- Born: Marjan Mijajlović 17 March 1972 (age 54) Tuzla, SR Bosnia and Herzegovina, SFR Yugoslavia
- Other name: Maki
- Occupations: Journalist; Sportscaster;
- Partner(s): Martina Banovac (2023–present; engaged)
- Career
- Network: Sport Klub Hayat Face TV

= Mustafa Mijajlović =

Bosnian journalist and sportscaster (born 1972)

Mustafa "Maki" Mijajlović (Cyrillic: Мустафа Мијајловић; born Marjan Mijajlović, 17 March 1972) is a Bosnian journalist and sportscaster currently working for Face TV. He is considered by many to be one of the greatest sportscasters in the former Yugoslavia.

==Career==
Mijajlović's career began in the Serbian sports television station Sport Klub. He became popular in Serbia and in Bosnia and Herzegovina for his positive comments on Bosnian players in the German Bundesliga.

After the 2007–08 Bundesliga season was over, Mijajlović took a job with Bosnian NTV Hayat to commentate Bosnia and Herzegovina national football team matches. He commentated only one game between Bosnia and Herzegovina and Belgium, which Bosnia won 4–2. Mijajlović gained notability for his call of the first Bosnian goal in which he referred to the player Edin Džeko as a 'Diamond' and gave the team the nickname "Dragons". However, several weeks after the game, Mijajlović was fired from Hayat, due to disagreements with the station's sports redaction.

His style of commentating is unique to the area of former Yugoslavia, and it is similar to Brazilian and Turkish commentators. Mijajlović claims that this is because "...when I was little, my brother and I used to watch Galatasaray in the Turkish League, whose commentators inspired me."
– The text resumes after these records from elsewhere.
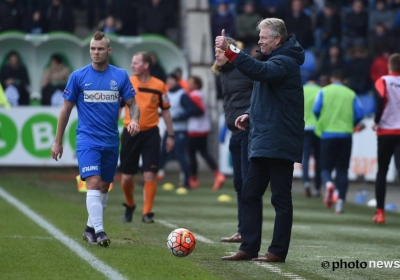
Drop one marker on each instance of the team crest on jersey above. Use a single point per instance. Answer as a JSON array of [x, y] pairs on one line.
[[113, 85]]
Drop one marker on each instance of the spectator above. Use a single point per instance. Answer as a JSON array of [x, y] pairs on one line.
[[328, 29], [331, 60], [182, 82], [11, 15], [380, 38], [110, 25], [338, 111], [223, 18], [240, 5], [54, 80], [127, 11], [381, 14], [15, 81], [299, 24], [182, 108], [394, 4], [357, 70], [245, 22], [156, 69], [273, 8], [236, 92], [379, 65], [60, 17], [96, 10], [356, 24], [156, 16], [3, 99], [35, 23], [198, 129]]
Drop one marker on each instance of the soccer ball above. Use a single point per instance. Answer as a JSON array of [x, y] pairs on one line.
[[181, 242]]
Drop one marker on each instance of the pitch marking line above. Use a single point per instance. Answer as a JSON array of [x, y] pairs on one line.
[[265, 265], [97, 264]]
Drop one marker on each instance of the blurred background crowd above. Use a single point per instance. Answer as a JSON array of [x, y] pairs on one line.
[[356, 36]]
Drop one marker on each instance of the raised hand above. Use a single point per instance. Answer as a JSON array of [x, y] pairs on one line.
[[221, 42]]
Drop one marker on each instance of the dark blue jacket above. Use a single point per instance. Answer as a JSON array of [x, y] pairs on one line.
[[277, 103]]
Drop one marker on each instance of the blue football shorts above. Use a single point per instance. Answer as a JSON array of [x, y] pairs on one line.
[[97, 160]]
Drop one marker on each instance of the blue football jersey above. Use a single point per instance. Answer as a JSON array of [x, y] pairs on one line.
[[97, 97]]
Mijajlović currently works for Face TV. He also has a YouTube channel called Marjan Mijajlović, created in July 2020, where he publishes videos and podcasts which deal primarily with football, but encompass other sports as well.

==Personal life==
Mijajlović was born Marjan Mijajlović in Tuzla on 17 March 1972, and moved to Belgrade in 1992. He converted to Islam and changed his name to Mustafa in 2016.

On 30 November 2023, Mijajlović and his partner Martina Banovac from Split got engaged in Sarajevo.